The curious case of Jaden McDaniels: Trying to make sense of the UW star freshman’s baffling season

At this point last season, the Huskies were 19-5 overall and 10-1 in the Pac-12 with a 2½-game first-place lead.

Back then, Hopkins was spreading mousetraps around Alaska Airlines Arena while preaching “Don’t eat the cheese” as a reminder to players to stay grounded and avoid buying into the hype surrounding the team.


These days, Hopkins has been doing a lot of soul searching, confidence building and reflecting on his time with former UW football coach Chris Petersen.

“I’ve got a great staff, I’ve got a great family (and) I’ve got great faith,” Hopkins said. “You’ve got to get into, why do I coach? You coach to develop young men and you’re trying to give them the strategies to be successful and a plan.

“Sometimes as a coach, I feel like I let them down, the fans and everything. You get this great crowd, but at the end of the day, it’s all about the kids. It’s not about me. It’s about the kids.”

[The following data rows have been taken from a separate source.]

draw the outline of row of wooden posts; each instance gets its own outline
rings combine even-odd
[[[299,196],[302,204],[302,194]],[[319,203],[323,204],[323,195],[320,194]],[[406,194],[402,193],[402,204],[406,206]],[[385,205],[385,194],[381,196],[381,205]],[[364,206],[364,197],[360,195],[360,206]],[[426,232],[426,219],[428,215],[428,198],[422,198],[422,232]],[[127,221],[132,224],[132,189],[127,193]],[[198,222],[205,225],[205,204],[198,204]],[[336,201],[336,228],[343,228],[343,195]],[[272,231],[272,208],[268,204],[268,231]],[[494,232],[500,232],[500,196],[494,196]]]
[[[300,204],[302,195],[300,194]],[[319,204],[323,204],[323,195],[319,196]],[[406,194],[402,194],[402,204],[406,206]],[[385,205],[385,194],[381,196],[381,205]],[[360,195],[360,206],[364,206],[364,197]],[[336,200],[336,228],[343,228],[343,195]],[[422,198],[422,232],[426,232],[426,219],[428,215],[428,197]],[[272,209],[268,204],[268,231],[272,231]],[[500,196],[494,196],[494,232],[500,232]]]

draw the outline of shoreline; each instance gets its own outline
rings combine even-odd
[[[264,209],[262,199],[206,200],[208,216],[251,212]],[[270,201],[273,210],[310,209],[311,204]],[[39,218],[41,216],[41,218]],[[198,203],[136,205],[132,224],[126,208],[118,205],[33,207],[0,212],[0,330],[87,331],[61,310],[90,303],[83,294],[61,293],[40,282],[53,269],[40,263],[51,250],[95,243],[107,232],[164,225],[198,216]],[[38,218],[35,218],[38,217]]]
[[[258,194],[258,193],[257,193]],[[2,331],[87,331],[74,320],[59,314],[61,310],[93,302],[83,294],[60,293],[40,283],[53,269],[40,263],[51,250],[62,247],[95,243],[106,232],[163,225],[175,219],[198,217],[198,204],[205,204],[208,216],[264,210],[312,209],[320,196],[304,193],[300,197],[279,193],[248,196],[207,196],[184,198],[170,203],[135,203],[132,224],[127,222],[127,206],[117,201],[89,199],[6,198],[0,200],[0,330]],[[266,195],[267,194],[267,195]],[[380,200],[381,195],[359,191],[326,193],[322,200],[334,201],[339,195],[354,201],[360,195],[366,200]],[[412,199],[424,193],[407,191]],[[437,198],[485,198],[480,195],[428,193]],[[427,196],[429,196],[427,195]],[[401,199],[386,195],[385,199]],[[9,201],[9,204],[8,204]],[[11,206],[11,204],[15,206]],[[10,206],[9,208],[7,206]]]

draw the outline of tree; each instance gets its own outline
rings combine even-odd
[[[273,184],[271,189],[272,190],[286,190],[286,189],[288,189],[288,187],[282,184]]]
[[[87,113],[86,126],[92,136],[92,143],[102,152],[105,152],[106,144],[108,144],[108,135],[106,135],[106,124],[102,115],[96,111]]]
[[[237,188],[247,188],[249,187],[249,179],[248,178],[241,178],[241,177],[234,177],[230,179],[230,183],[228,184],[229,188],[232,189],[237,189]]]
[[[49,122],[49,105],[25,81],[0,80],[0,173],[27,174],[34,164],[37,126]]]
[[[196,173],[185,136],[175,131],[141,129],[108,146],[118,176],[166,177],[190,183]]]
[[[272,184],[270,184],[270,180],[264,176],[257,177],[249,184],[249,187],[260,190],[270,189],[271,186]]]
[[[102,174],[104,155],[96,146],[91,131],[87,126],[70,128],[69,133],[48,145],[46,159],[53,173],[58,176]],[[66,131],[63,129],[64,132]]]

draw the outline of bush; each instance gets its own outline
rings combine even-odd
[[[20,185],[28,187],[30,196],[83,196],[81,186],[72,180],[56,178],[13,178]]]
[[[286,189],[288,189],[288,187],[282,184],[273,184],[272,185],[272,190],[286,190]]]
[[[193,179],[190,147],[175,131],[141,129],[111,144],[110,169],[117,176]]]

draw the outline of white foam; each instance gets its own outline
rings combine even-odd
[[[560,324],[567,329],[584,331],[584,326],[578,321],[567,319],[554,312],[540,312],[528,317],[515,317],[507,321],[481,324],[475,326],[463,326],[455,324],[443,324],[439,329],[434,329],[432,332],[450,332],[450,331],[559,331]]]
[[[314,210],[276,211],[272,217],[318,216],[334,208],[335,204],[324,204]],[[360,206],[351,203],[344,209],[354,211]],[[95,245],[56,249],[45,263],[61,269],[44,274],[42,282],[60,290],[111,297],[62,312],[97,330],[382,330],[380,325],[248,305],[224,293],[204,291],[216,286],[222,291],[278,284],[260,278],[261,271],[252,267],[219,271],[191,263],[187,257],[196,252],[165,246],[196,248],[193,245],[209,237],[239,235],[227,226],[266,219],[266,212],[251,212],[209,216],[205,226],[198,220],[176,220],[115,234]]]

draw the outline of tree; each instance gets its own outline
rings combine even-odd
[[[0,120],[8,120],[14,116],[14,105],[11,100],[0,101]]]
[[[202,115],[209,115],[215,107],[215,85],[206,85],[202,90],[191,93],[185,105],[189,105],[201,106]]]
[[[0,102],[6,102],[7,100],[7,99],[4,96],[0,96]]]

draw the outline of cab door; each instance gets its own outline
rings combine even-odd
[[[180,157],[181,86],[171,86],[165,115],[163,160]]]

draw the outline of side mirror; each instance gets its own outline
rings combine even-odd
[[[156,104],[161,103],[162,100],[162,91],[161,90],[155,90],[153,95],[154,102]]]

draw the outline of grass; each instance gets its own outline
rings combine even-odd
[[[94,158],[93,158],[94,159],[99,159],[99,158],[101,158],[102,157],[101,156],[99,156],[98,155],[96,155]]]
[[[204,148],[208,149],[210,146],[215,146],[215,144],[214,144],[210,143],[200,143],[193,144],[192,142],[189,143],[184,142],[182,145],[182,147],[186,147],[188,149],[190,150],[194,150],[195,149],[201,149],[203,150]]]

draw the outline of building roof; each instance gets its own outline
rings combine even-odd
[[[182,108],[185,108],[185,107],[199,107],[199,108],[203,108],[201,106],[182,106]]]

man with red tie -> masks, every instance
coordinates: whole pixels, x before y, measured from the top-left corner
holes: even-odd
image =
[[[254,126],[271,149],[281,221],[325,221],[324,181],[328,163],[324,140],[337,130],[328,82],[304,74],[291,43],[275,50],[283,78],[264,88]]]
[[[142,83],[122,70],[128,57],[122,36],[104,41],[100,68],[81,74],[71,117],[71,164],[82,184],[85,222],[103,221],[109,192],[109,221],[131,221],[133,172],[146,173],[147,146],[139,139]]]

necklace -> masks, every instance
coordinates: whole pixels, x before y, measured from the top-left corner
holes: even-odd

Only seven regular-season games remain in one of the most baffling and potentially disappointing UW seasons in recent memory and Hopkins is running out time and solutions.

He’s switched lineups in each of the past five games. He’s benched McDaniels in three of the past four games. He started freshman sharpshooter RaeQuan Battle twice in the past four games, but played him less than a minute in Sunday’s loss at Washington State.

Seemingly, the Huskies will once again rely heavily on backup forward Nate Roberts who was effective against USC’s big front line but has played sparingly in the past eight games.


Hopkins said he’s been forced to constantly tinker with the lineups and rotations because of a lack of consistency.

“The biggest word here is simplistic and consistent,” he said. “The consistency is what we’re looking for. The message needs to be consistent.”

The eternally optimistic Hopkins loves slogans and anecdotes and lately he’s been telling the Huskies to “burn the boats” while spewing tales about Vikings and conquering islands.

“The story was the Vikings … whenever they would try to take over an island they would get off the boat, they would get on the island and they would burn their boats,” Hopkins said. “That meant full commitment moving forward.

“And they were either going to die or they were going to take over the island, rebuild boats to get back. So the biggest thing for us is focus on full commitment to each other, full commitment to this is how we play and that’s the best way to get out of this little rut and finish strong.”